Art. 11 – Ripristina la sanzione penale e non più amministrativa per il reato di blocco stradale. Introduce l’aggravamento della pena da 6 mesi a 2 anni a carico di coloro che effettuano un blocco stradale o ferroviario con il proprio corpo e con più persone riunite. E’ il manganello giudiziario per farla finita con scioperi operai e manifestazioni non autorizzate.
Art. 12 e 13 – Sono norme mirate contro i Rom. Il primo abolisce l’obbligo per il giudice di rinviare la pena se la condannata è incinta o madre di un bimbo di età inferiore ad un anno, sicchè madre e figlio potranno finire in carcere a discrezione del magistrato. Il secondo punisce, con pene aggravate, non solo chi organizza l’accattonaggio, ma anche chi induca terzi a farlo.
Art. 14 – Introduce l’aumento di un terzo della pena prevista per i reati di violenza, minaccia, resistenza a pubblico ufficiale (già prevista da 6 mesi a 5 anni), se il fatto è commesso contro un ufficiale o agente di polizia, vietando al giudice di considerare prevalenti le circostanze attenuanti rispetto a tale nuova aggravante.
Art. 15 – Prevede che si proceda d’ufficio – e non più su querela di parte – nel caso di lesioni personali lievi o lievissime a danno di ufficiali o agenti di polizia in servizio, punite con pena da 2 a 5 anni.
Art. 20 – Autorizza ufficiali e agenti di polizia a portare armi senza licenza, anche quando non sono in servizio.
Queste tre norme corazzano e scudano l’azione violenta in servizio e l’eventuale uso di armi fuori servizio da parte di 300.000 ufficiali e agenti di polizia (provenienti da Polizia, Carabinieri, Finanza, Polizia Locale) contro i cittadini.

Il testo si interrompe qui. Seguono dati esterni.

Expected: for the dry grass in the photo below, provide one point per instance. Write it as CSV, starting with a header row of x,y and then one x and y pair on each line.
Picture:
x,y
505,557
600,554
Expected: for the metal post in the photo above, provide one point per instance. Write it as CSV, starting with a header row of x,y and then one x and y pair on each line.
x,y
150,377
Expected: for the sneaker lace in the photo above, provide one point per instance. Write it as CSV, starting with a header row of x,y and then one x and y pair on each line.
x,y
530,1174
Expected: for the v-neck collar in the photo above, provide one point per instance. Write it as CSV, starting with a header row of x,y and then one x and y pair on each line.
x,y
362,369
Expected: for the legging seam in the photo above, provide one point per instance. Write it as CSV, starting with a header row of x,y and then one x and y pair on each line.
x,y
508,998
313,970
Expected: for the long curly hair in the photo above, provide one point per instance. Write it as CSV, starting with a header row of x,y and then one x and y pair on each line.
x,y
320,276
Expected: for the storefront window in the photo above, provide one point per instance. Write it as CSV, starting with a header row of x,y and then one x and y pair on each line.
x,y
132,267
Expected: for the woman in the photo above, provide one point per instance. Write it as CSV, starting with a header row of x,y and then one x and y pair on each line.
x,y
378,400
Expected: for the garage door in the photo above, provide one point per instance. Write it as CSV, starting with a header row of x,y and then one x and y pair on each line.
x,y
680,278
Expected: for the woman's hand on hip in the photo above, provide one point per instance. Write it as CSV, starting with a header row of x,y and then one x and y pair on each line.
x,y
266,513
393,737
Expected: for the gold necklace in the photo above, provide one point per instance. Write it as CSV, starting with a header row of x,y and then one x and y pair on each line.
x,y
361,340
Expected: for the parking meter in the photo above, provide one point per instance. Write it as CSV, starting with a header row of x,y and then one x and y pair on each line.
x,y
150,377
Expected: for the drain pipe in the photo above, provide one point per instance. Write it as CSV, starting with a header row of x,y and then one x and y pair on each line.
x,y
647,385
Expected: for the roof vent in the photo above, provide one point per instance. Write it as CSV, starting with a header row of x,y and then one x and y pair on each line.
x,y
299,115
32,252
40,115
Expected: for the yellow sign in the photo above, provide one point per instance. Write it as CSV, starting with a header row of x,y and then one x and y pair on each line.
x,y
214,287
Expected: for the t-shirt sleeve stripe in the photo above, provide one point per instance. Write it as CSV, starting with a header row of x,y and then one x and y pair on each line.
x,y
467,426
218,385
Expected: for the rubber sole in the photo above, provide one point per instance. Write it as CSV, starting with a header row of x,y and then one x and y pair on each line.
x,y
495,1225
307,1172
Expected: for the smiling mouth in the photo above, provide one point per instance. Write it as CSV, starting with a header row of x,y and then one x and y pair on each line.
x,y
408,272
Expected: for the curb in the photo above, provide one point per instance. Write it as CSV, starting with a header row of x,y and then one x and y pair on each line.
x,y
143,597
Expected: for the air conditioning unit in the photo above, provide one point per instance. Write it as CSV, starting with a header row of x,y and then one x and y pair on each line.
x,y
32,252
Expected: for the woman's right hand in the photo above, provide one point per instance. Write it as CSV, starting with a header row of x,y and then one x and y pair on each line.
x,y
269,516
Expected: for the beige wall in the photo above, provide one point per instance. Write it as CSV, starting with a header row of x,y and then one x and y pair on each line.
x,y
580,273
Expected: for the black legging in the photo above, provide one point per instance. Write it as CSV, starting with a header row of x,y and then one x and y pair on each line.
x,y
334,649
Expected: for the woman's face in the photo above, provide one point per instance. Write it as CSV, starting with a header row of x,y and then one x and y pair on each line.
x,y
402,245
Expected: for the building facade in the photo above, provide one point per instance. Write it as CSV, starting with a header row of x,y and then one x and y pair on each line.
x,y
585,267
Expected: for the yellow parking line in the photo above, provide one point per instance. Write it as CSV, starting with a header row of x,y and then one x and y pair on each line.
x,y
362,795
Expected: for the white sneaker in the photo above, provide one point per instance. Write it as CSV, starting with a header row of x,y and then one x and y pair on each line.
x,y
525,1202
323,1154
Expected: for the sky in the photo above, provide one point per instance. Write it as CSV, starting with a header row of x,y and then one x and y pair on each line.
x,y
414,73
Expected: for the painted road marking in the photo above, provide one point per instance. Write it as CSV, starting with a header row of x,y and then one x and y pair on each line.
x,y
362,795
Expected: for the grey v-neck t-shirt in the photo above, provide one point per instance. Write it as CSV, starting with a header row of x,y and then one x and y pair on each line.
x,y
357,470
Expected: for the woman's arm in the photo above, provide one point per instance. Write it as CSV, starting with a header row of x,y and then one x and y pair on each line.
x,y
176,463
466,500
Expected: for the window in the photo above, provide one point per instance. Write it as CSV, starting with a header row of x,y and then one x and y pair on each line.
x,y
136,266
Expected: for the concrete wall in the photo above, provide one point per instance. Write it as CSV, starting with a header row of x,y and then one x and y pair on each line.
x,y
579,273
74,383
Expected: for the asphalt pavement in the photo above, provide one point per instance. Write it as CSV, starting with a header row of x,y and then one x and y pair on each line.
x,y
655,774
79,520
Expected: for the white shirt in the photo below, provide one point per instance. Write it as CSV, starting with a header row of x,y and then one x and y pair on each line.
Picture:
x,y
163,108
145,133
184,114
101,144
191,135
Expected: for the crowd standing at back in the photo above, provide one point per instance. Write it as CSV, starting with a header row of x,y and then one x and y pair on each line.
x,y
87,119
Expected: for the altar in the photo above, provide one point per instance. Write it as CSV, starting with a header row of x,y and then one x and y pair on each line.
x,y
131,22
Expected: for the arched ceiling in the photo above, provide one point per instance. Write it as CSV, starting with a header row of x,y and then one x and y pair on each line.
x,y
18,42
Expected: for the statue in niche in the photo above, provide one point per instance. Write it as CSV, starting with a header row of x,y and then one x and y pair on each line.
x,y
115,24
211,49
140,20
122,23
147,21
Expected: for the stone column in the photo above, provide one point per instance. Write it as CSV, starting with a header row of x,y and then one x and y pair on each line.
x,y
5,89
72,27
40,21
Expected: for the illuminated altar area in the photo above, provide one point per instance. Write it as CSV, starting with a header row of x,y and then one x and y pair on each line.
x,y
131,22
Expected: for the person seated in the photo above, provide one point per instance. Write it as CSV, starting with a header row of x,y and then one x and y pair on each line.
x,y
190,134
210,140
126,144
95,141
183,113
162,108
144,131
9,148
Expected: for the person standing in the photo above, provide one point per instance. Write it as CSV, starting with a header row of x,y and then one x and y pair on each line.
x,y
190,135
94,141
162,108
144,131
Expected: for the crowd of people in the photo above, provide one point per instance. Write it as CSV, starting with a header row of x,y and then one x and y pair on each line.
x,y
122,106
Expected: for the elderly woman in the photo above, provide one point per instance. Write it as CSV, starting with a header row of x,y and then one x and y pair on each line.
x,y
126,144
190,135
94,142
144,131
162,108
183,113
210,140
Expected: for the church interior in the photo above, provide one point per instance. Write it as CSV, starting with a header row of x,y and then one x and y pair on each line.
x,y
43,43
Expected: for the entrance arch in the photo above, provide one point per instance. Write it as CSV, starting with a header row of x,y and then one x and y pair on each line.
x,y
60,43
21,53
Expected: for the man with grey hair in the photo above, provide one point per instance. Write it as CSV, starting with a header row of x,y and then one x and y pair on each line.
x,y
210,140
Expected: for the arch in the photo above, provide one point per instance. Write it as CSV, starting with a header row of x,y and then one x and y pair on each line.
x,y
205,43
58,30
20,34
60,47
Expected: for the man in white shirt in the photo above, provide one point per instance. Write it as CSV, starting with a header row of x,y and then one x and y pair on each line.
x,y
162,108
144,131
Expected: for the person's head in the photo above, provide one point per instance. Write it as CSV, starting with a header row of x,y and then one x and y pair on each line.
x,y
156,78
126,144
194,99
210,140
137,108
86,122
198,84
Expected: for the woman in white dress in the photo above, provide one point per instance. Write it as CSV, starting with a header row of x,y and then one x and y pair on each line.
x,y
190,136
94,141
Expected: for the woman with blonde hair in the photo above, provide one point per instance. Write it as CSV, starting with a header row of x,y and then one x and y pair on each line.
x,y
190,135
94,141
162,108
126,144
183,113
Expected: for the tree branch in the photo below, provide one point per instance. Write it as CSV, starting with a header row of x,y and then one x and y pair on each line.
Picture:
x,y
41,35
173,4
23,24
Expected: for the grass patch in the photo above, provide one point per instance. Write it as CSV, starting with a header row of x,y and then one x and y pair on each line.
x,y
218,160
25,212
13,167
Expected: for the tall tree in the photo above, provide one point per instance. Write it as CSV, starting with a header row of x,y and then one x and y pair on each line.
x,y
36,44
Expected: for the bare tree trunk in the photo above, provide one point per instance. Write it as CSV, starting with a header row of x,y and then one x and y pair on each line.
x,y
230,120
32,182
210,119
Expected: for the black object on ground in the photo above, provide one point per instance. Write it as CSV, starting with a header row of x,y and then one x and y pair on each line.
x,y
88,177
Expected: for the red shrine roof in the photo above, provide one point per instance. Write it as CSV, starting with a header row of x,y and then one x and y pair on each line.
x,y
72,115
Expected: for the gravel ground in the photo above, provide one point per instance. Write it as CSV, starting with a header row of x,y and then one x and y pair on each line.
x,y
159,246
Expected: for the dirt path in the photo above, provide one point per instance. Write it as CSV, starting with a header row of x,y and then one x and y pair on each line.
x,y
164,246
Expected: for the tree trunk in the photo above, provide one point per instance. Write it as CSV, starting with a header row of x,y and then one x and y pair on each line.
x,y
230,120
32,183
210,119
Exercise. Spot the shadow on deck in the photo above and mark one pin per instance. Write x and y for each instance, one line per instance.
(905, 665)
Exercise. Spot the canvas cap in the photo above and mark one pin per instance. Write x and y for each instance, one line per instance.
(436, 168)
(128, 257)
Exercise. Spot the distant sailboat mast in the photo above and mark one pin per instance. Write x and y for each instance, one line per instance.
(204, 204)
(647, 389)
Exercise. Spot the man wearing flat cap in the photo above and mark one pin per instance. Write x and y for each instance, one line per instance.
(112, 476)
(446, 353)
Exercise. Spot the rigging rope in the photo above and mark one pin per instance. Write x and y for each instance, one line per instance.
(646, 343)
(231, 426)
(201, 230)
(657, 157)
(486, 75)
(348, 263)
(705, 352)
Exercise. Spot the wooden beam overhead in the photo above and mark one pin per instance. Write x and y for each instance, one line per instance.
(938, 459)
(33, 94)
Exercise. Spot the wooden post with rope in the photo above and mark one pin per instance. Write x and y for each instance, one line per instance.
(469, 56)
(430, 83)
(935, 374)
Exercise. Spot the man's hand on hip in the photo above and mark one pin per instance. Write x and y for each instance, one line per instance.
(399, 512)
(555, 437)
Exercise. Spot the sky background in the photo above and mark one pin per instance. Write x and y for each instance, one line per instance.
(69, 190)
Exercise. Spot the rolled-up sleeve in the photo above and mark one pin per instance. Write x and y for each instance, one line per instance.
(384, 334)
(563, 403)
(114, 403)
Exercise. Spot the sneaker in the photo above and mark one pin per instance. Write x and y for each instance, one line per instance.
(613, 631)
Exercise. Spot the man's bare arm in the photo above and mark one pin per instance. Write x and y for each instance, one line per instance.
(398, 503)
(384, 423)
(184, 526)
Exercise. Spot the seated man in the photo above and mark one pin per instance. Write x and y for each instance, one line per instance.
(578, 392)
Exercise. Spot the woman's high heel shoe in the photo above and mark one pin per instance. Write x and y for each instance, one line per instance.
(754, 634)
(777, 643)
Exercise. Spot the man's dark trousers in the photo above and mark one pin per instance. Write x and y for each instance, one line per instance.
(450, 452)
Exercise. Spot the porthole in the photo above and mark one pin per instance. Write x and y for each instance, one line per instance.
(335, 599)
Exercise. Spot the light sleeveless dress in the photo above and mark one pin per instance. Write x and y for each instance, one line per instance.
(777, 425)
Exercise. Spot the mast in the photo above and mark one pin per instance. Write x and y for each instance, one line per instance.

Art. 18 e Art. 25 – L’art. 18 introduce: a) la nuova aggravante del reato di istigazione a disobbedire alle leggi (art. 415 c.p., che prevede una pena fino 5 anni), se viene commesso all’interno di un carcere dai detenuti o anche mediante comunicazioni dirette a persone detenute; b) il nuovo art. 415 bis c.p., che punisce con la reclusione fino ad 8 anni “chiunque, all’interno di un istituto penitenziario, promuova, organizzi o diriga una sommossa con atti di violenza o minaccia, di resistenza anche passiva all’esecuzione degli ordini o con tentativi di evasione, commessi congiuntamente da tre o più persone”. Le pene possono essere aumentate, in determinati casi (lesioni personali, uso di armi, ecc.) fino a 20 anni. L’art. 25 completa le suddette norme con la previsione dell’esclusione dei detenuti istigatori o ribelli (anche passivi!) dai benefici penitenziari, equiparandoli a mafiosi e terroristi.
Art. 19 – Applica quanto previsto dall’art. 18 per i detenuti in carcere contro i migranti ristretti nei CPR, confermandone la natura carceraria.
Questa normativa annulla qualsiasi diritto dei detenuti e li annichilisce ad esseri senza dignità, sottoposti all’imperio e arbitrio assoluti e al ricatto permanente del personale penitenziario.
Art. 23 – Il governo Renzi aveva già concesso, con il decreto-legge n.7/2015, ai funzionari e agenti dei servizi segreti, infiltrati in associazioni terroristiche o eversive, l’immunità penale nel caso di compimento di reati associativi per finalità di terrorismo. La norma, che era transitoria e più volte prorogata, diventa ora permanente e prevede l’estensione dell’immunità penale per la direzione ed organizzazione di associazioni terroristiche, anche internazionali, ed eversive dell’ordine democratico, nonché nel caso di fabbricazione o detenzione di ordigni o di materiale con finalità di terrorismo. Si passa così dalla figura dell’agente infiltrato a quella dell’agente provocatore, o – peggio ancora – dell’organizzatore di attentati e stragi.
Inoltre parifica la cannabis light a quella non light, vietando quindi la coltivazione e il commercio di infiorescenze anche di cannabis con thc inferiore allo 0.2 per cento. Una possibilità che avrebbe gravissime ricadute su tutte le imprese del settore.